Robin Brooks
Lorsqu’un marché émergent subit un « coup d’arrêt » – une inversion brutale des flux de capitaux –, sa monnaie se dévalue et le compte courant passe d’un déficit à un excédent, tandis que les conditions de crédit se durcissent et que la demande d’importations s’effondre.
C’est précisément ce type de crise de la balance des paiements qui a frappé la périphérie de la zone euro après la crise financière mondiale, mais la situation qui s’est déroulée – et qui continue de se dérouler aujourd’hui – est totalement différente.
Cela s’explique par l’intervention des banques centrales nationales de la zone euro pour amortir le retournement des flux de capitaux, les banques centrales du Nord (principalement la Bundesbank) prêtant aux banques centrales du Sud (principalement la Banque d’Italie et la Banque d’Espagne).
Ces prêts, connus sous le nom de soldes TARGET2, ont permis à l’Italie et à l’Espagne d’éviter le type de forte contraction de la demande intérieure qui frappe les marchés émergents lors des « arrêts brutaux ».
Ces soldes TARGET2 persistent encore aujourd’hui et, face à la montée des tensions budgétaires, il semble que la France rejoigne les rangs des pays débiteurs de TARGET2.

Le graphique ci-dessus montre les soldes mensuels de TARGET2 à partir de mai 2008, juste au moment où la crise financière mondiale se développait, le dernier point de données étant juillet 2025.
Il y a trois phases distinctes dans l’accumulation des soldes de TARGET2 : (i) la fuite des capitaux hors de la périphérie de la zone euro en 2011/12, au cours de laquelle la Bundesbank (bleu) a accordé des prêts de facto aux banques centrales d’Italie (rose) et d’Espagne (orange) ; (ii) le programme d’assouplissement quantitatif de Draghi, par lequel – par exemple – l’achat d’une obligation d’État italienne par la Banca d’Italia auprès d’un investisseur allemand a remplacé un flux de capitaux « privé » de l’Allemagne vers l’Italie par un flux « officiel » (de la Bundesbank vers la Banca d’Italia) ; et (iii) le programme d’assouplissement quantitatif de Lagarde pendant la pandémie, qui a vu une autre forte augmentation des prêts de la Bundesbank à la périphérie.
Deux points méritent d’être soulignés.
Premièrement, dans les marchés émergents, ce type de flux « officiel » prend la forme d’un programme du FMI assorti de conditions.
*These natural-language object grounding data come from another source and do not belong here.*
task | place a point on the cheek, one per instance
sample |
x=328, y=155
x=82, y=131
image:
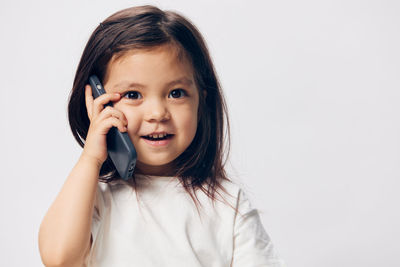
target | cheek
x=188, y=121
x=133, y=117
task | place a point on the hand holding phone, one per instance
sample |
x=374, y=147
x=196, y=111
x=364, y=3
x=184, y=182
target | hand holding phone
x=119, y=146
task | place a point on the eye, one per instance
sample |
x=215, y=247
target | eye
x=177, y=93
x=133, y=95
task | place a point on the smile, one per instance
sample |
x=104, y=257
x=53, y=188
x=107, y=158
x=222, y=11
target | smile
x=157, y=137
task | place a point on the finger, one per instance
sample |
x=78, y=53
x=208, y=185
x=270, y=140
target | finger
x=89, y=100
x=99, y=102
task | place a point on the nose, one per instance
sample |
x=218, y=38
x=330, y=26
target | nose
x=157, y=111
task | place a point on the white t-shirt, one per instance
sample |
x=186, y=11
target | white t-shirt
x=166, y=229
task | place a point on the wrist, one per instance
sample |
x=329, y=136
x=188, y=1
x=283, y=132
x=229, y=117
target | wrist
x=88, y=159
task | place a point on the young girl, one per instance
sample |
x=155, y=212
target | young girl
x=179, y=208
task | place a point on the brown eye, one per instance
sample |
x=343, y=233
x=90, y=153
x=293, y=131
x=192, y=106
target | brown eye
x=133, y=95
x=177, y=93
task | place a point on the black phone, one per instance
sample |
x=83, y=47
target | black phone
x=119, y=146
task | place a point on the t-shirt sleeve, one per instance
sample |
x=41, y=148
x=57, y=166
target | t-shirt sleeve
x=252, y=245
x=98, y=211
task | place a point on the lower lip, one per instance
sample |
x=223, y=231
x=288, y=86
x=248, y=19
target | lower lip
x=158, y=143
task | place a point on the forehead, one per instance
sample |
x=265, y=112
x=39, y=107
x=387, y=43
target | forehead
x=154, y=63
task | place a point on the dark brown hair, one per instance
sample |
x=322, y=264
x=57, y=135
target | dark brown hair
x=201, y=165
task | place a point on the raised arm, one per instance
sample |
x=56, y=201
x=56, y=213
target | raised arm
x=65, y=232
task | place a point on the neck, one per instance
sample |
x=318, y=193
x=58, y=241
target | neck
x=160, y=170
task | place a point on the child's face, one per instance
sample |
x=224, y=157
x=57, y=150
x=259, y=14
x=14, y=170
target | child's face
x=158, y=97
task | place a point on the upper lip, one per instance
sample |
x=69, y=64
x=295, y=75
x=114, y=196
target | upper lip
x=157, y=133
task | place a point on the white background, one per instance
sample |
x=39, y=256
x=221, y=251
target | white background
x=313, y=90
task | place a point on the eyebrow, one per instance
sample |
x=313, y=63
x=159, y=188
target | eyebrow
x=183, y=80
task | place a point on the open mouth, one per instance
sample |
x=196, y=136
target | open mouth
x=157, y=137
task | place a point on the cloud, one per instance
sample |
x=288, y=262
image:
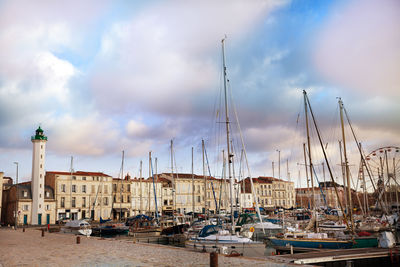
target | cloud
x=359, y=47
x=159, y=61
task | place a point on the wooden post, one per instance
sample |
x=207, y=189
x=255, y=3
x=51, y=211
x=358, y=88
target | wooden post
x=213, y=259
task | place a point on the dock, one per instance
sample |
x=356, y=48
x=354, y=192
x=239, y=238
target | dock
x=344, y=257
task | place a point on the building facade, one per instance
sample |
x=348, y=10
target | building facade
x=271, y=192
x=81, y=195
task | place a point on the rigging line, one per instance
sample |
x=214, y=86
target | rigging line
x=154, y=191
x=317, y=180
x=361, y=154
x=209, y=172
x=327, y=163
x=247, y=164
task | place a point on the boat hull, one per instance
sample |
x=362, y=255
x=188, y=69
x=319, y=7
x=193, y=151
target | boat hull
x=249, y=249
x=311, y=243
x=365, y=242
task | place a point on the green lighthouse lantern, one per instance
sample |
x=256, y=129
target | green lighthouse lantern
x=39, y=135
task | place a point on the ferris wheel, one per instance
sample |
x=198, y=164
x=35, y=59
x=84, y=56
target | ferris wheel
x=384, y=167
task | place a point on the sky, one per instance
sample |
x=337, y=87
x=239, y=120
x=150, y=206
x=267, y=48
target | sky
x=102, y=77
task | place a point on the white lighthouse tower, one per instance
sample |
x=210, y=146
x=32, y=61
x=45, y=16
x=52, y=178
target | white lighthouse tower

Cette conditionnalité est essentielle car elle engendre une stigmatisation (les pays souhaitent se débarrasser du FMI au plus vite), ce qui les incite à se réformer. L’absence de conditionnalité (ou de stigmatisation) associée aux soldes TARGET2 est telle qu’ils perdurent bien plus longtemps que n’importe quel programme du FMI, opérant de fait un transfert caché du Nord vers le Sud, sans conditionnalité et donc sans fin en vue.
C’est l’absence de stigmatisation qui, indirectement, est également responsable du lent glissement de la France (en rouge) vers le statut de débiteur. S’il y avait eu stigmatisation, les responsables politiques français procéderaient aux réformes nécessaires pour assainir leurs finances publiques, au lieu de se retrouver enfermés dans une impasse indéfinie.
Deuxièmement, la persistance des soldes TARGET2 est le symptôme de rendements artificiellement bas pour les pays fortement endettés.
Après tout, sans les plafonds de rendement de facto imposés par la BCE, les marchés privés remplaceraient les prêts officiels, mais exigeraient des rendements bien plus élevés. La persistance des déséquilibres de TARGET2 – après tout ce temps – n’est qu’une preuve supplémentaire que la BCE maintient artificiellement bas les rendements des pays périphériques.
On entendra peu parler de TARGET2 dans la zone euro.
En effet, les seules personnes qui en parlent sont généralement qualifiées d’excentriques, ce qui est faux.
Ces soldes sont des transferts cachés du Nord vers le Sud et perpétuent de mauvais équilibres politiques et économiques.
La zone euro se porterait bien mieux si la BCE était contrainte de quitter les marchés obligataires et si les capitaux privés étaient autorisés – à des rendements bien plus élevés – à se substituer aux soldes de TARGET2.